Economic releases and earnings data were in focus last week. On the economic front, the major releases offered mixed signals. Friday's Markit flash manufacturing PMI rose into expansion territory for the first time in six months, while services PMI was the best in a year. Disappointingly, prices for both indices rose at the fastest pace since mid-2022. The April Empire Manufacturing Index posted a surprise expansion for the time after four consecutive negative prints. However, the April Philadelphia Fed manufacturing index missed, falling to the lowest since May 2020. The initial jobless claims report showed unemployment claims rose by 5,000 to 245,000 in the week ending April 15th, worse than expectations for 240,000 applications. This was a fourth-straight weekly miss, the longest streak since July. Continuing claims were also at their highest level since November 2021. Initial and continuing claims offer some evidence of a cooling in the red-hot labor market.

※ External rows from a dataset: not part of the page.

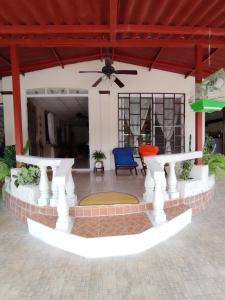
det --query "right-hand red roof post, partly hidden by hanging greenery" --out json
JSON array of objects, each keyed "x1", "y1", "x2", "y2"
[{"x1": 195, "y1": 46, "x2": 203, "y2": 165}]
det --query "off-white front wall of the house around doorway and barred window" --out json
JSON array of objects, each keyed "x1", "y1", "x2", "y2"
[{"x1": 2, "y1": 60, "x2": 195, "y2": 169}]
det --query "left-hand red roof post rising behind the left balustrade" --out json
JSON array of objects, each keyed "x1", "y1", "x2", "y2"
[{"x1": 10, "y1": 45, "x2": 23, "y2": 154}]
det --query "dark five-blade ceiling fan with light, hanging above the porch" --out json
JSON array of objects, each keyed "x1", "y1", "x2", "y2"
[{"x1": 79, "y1": 57, "x2": 137, "y2": 88}]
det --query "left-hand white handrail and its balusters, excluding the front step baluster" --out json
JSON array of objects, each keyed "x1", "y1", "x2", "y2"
[{"x1": 16, "y1": 155, "x2": 77, "y2": 207}]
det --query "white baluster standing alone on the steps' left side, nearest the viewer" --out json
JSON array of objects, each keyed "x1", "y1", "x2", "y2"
[{"x1": 56, "y1": 182, "x2": 73, "y2": 233}]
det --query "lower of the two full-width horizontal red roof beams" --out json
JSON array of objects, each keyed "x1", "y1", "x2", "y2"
[{"x1": 0, "y1": 38, "x2": 225, "y2": 48}]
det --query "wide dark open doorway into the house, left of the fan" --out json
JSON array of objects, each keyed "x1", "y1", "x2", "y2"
[{"x1": 27, "y1": 96, "x2": 90, "y2": 169}]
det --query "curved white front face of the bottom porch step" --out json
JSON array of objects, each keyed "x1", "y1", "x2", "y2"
[{"x1": 27, "y1": 209, "x2": 192, "y2": 258}]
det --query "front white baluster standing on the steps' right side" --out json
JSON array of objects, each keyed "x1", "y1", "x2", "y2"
[{"x1": 151, "y1": 172, "x2": 166, "y2": 226}]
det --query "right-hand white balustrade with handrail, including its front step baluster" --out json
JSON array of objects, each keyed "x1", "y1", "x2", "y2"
[{"x1": 143, "y1": 151, "x2": 202, "y2": 225}]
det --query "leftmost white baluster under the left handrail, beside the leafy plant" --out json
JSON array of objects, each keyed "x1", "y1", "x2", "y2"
[{"x1": 38, "y1": 166, "x2": 49, "y2": 206}]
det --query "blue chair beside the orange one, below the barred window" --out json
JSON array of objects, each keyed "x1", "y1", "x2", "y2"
[{"x1": 112, "y1": 147, "x2": 138, "y2": 175}]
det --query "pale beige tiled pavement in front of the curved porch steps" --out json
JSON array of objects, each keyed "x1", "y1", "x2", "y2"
[{"x1": 0, "y1": 180, "x2": 225, "y2": 300}]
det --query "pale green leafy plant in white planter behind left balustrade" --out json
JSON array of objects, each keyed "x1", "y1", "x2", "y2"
[{"x1": 15, "y1": 165, "x2": 40, "y2": 187}]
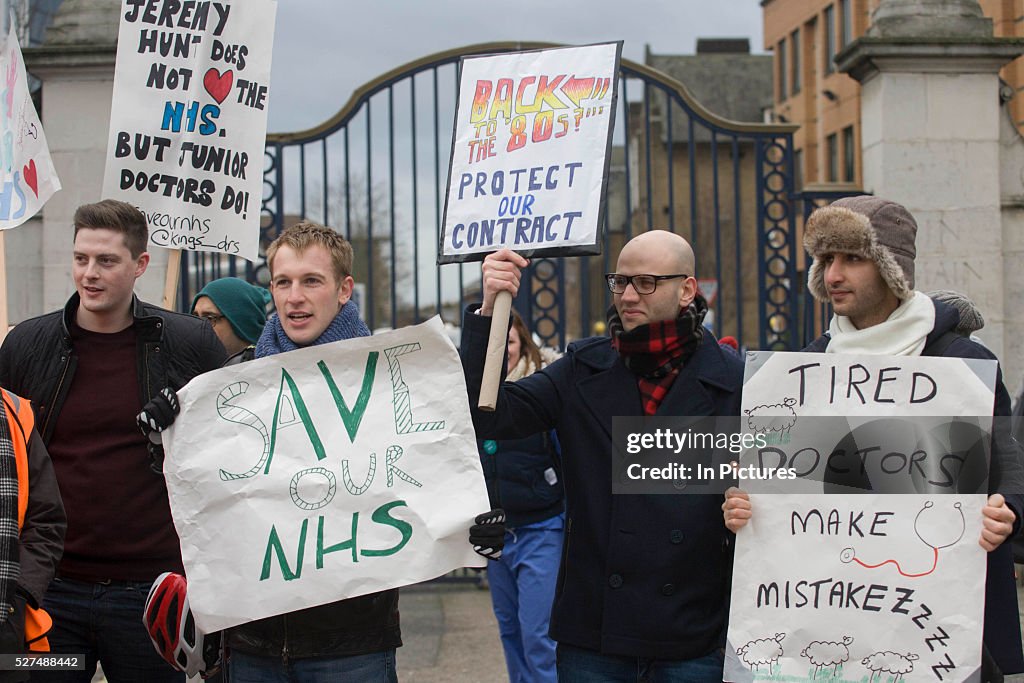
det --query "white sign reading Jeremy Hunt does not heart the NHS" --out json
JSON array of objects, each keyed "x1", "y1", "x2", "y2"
[{"x1": 103, "y1": 0, "x2": 276, "y2": 260}]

On the earnings front, according to FactSet's latest Earnings Insight, the blended quarter over quarter earnings decline for the first quarter was -6.2%, however, this was a 0.5% improvement from the previous week. With 18% of the companies in the S&P 500 having reported actual results, 76% have reported actual earnings per share (EPS) above estimates, which is below the five-year average of 77%, but above the ten-year average of 73%. In aggregate, reported earnings thus far are 5.8% above estimates, which is below the five-year average of 8.4% and below the ten-year average of 6.4%. In general, earnings reports have been less negative than feared, offering some optimism that the worst of the earnings degradation has already occurred.
This week several key economic data will be released. The Case-Shiller National Home Price Index for February as well as new and pending home sales for March will be released on Tuesday. Tuesday also brings us a consumer confidence reading from the Conference Board. On Thursday, the Bureau of Economic Analysis (BEA) will release its estimate for first quarter U.S. gross domestic product (GDP). Friday brings a consumer sentiment reading from the University of Michigan. Investors will also receive a Friday update on inflation with the Personal Consumption Expenditures (PCE) Price index for March, the Federal Reserve’s preferred measure of inflation. Finally, earnings season rolls on with some of the largest companies in the world reporting earnings including big tech companies Apple, Amazon, Alphabet, Microsoft, and Meta Platforms.